Corpus Christi altar

Abstract Textile design


John Piper: The Fabric of Modernism is the first major exhibition to focus on the artist’s role as the designer of printed fabrics and tapestries in the post-war period. It brings together many of the fabrics that he designed for the 1950s and ’60s home together with studies and related paintings, collages and prints. It demonstrates Piper’s extraordinary versatility as an artist, and his openness to working with skilled craftsmen, printers and workshops to realise his ideas.

John Piper and abstract art

One of Piper’s first fabrics was ‘Abstract’ (1955), which was printed by David Whitehead Ltd, a company based in Lancashire. What is so interesting is that this strikingly modern design was actually based on a painting that Piper had created in the mid-1930s called ‘Abstract Painting 1935’, when he was working in an exclusively abstract style that predated his much more familiar images of churches and country houses.

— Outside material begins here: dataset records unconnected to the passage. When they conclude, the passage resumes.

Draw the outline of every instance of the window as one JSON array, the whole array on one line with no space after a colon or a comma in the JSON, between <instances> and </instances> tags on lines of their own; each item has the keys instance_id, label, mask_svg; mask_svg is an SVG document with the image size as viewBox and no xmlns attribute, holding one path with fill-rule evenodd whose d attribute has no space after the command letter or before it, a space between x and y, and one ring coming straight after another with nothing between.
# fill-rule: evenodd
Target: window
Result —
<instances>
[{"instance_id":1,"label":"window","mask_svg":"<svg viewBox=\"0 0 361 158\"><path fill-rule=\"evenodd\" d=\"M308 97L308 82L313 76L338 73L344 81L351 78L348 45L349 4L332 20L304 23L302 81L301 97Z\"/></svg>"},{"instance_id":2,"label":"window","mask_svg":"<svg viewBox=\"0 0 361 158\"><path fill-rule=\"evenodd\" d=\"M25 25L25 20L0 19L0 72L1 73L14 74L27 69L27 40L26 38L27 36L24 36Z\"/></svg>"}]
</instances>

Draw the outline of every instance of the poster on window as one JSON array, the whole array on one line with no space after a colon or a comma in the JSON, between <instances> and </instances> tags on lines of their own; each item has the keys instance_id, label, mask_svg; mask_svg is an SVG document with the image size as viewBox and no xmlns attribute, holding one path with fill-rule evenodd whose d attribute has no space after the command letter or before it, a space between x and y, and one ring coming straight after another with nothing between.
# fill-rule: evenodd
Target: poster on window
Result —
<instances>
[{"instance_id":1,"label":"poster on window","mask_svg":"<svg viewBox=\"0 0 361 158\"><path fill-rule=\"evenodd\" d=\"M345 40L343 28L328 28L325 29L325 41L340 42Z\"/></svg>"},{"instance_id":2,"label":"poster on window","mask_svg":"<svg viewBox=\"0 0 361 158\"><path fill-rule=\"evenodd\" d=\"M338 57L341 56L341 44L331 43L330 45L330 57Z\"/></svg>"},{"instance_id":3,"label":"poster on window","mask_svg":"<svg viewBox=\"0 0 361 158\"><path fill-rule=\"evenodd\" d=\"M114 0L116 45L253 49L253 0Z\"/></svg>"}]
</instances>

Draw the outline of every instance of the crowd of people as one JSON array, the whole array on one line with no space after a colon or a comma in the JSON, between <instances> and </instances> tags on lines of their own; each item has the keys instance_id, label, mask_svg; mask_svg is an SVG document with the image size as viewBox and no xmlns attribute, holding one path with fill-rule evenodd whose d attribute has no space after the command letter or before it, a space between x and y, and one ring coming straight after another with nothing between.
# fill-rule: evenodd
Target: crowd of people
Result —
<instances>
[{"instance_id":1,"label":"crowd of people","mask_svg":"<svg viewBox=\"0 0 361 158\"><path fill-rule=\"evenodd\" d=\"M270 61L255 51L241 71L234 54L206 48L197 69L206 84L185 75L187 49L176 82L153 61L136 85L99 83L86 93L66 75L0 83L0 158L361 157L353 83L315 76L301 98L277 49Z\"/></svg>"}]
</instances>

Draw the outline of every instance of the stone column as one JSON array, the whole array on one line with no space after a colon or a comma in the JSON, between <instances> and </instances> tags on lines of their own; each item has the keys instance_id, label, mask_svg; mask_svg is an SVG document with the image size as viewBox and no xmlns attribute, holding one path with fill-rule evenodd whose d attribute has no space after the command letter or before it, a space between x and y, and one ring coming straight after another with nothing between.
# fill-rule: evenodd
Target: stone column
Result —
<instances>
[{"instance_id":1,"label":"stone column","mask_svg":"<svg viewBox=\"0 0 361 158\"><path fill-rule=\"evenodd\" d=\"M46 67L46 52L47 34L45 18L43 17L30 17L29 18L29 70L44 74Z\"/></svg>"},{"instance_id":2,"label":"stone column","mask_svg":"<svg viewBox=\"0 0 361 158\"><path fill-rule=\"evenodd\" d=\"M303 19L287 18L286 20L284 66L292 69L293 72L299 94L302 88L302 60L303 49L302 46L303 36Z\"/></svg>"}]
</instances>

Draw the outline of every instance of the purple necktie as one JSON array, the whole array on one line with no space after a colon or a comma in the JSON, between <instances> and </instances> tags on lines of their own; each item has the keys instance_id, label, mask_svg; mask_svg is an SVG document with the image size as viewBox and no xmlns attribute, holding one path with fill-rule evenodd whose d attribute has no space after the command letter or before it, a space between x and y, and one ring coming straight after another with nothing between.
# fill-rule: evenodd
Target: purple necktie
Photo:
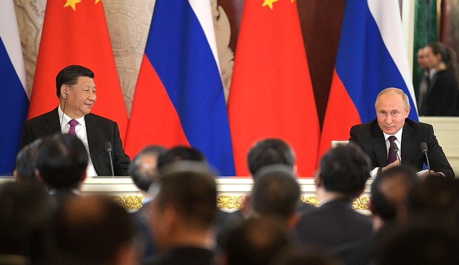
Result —
<instances>
[{"instance_id":1,"label":"purple necktie","mask_svg":"<svg viewBox=\"0 0 459 265\"><path fill-rule=\"evenodd\" d=\"M397 138L393 135L391 135L389 137L389 138L387 138L387 140L389 140L391 143L394 143L394 141L396 140ZM389 154L387 155L387 164L389 164L391 163L393 163L394 161L397 160L397 154L395 153L395 152L392 150L392 148L390 147L390 144L389 144Z\"/></svg>"},{"instance_id":2,"label":"purple necktie","mask_svg":"<svg viewBox=\"0 0 459 265\"><path fill-rule=\"evenodd\" d=\"M75 126L78 124L78 122L77 122L76 120L70 120L70 121L68 122L68 124L70 124L70 128L68 130L68 134L76 136L77 133L75 132Z\"/></svg>"}]
</instances>

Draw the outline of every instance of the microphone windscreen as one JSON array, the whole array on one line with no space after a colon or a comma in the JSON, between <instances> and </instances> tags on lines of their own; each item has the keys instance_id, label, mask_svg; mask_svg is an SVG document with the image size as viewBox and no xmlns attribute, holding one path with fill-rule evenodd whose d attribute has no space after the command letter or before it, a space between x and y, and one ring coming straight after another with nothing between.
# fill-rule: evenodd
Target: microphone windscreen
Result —
<instances>
[{"instance_id":1,"label":"microphone windscreen","mask_svg":"<svg viewBox=\"0 0 459 265\"><path fill-rule=\"evenodd\" d=\"M396 153L398 152L398 147L397 146L397 144L395 142L393 142L391 143L391 149L393 150Z\"/></svg>"},{"instance_id":2,"label":"microphone windscreen","mask_svg":"<svg viewBox=\"0 0 459 265\"><path fill-rule=\"evenodd\" d=\"M105 142L105 149L107 152L111 152L111 143L109 142Z\"/></svg>"}]
</instances>

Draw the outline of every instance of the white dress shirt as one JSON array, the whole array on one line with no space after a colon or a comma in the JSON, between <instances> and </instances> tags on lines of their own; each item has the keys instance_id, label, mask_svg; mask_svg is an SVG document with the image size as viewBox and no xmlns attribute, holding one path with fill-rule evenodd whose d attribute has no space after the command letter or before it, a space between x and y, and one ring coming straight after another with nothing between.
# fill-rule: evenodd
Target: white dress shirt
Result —
<instances>
[{"instance_id":1,"label":"white dress shirt","mask_svg":"<svg viewBox=\"0 0 459 265\"><path fill-rule=\"evenodd\" d=\"M386 148L387 150L387 154L389 155L389 149L391 148L391 142L389 141L388 138L389 136L394 135L396 138L394 143L397 144L397 146L398 147L398 152L397 153L398 154L398 157L400 158L400 161L401 161L401 135L402 132L403 131L403 127L402 127L401 128L398 130L398 132L395 133L395 134L387 134L387 133L383 132L383 134L384 135L384 139L386 139ZM387 156L386 156L386 157ZM370 171L370 176L372 178L376 178L376 175L377 175L378 169L379 167L375 167L375 169Z\"/></svg>"},{"instance_id":2,"label":"white dress shirt","mask_svg":"<svg viewBox=\"0 0 459 265\"><path fill-rule=\"evenodd\" d=\"M63 113L61 110L61 105L59 105L58 108L58 112L59 113L59 122L61 122L61 131L62 133L68 133L68 131L70 128L70 124L68 122L72 120L72 118L67 116L67 114ZM88 146L88 136L86 132L86 122L84 121L84 116L78 119L75 119L77 124L75 126L75 132L77 134L77 137L83 142L83 144L86 148L86 151L88 153L89 161L88 161L88 166L86 168L86 177L87 178L97 176L96 173L96 169L94 169L94 166L92 164L92 161L91 160L91 155L89 154L89 147Z\"/></svg>"}]
</instances>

The original painting, which we show alongside the textile in the exhibition, was owned by Hans and Elsbeth Juda, who were the editors of The Ambassador – a magazine that served to promote British design and exports abroad. It is easy to see why Piper selected this painting as the basis for a repeat pattern. Its modern composition revealed the international influences on his work, particularly the impact of his trips to Paris in the mid-1930s where he had seen the abstract work of Pablo Picasso, Alexander Calder and Jean Hélion. The vertical bands of dark and light forms, with intersecting triangular and circular shapes, made it particularly appropriate for a hanging fabric that would be used for curtains. Piper really understood that pattern design was not just about creating a flat repeat, but something that would flow and have rhythm when hanging in folds.

John Piper and David Whitehead

‘Abstract’ was one of a number of fabrics that he designed for David Whitehead in the 1950s and ’60s, which are each very distinctive from each other and were reinterpretations of historical subjects in a modernist idiom. The fabrics included a design based on a church monument by Grinling Gibbons, another on the gates at Blenheim Palace, whilst others featured foliate heads based on ‘green men’ in medieval carvings, and coastal landscapes in Brittany. He later produced a whole range for Arthur Sanderson and Sons’ centenary in 1960 including one based on a church by the Grand Canal in Venice, and others based on stained glass windows and his paintings of the Welsh mountains.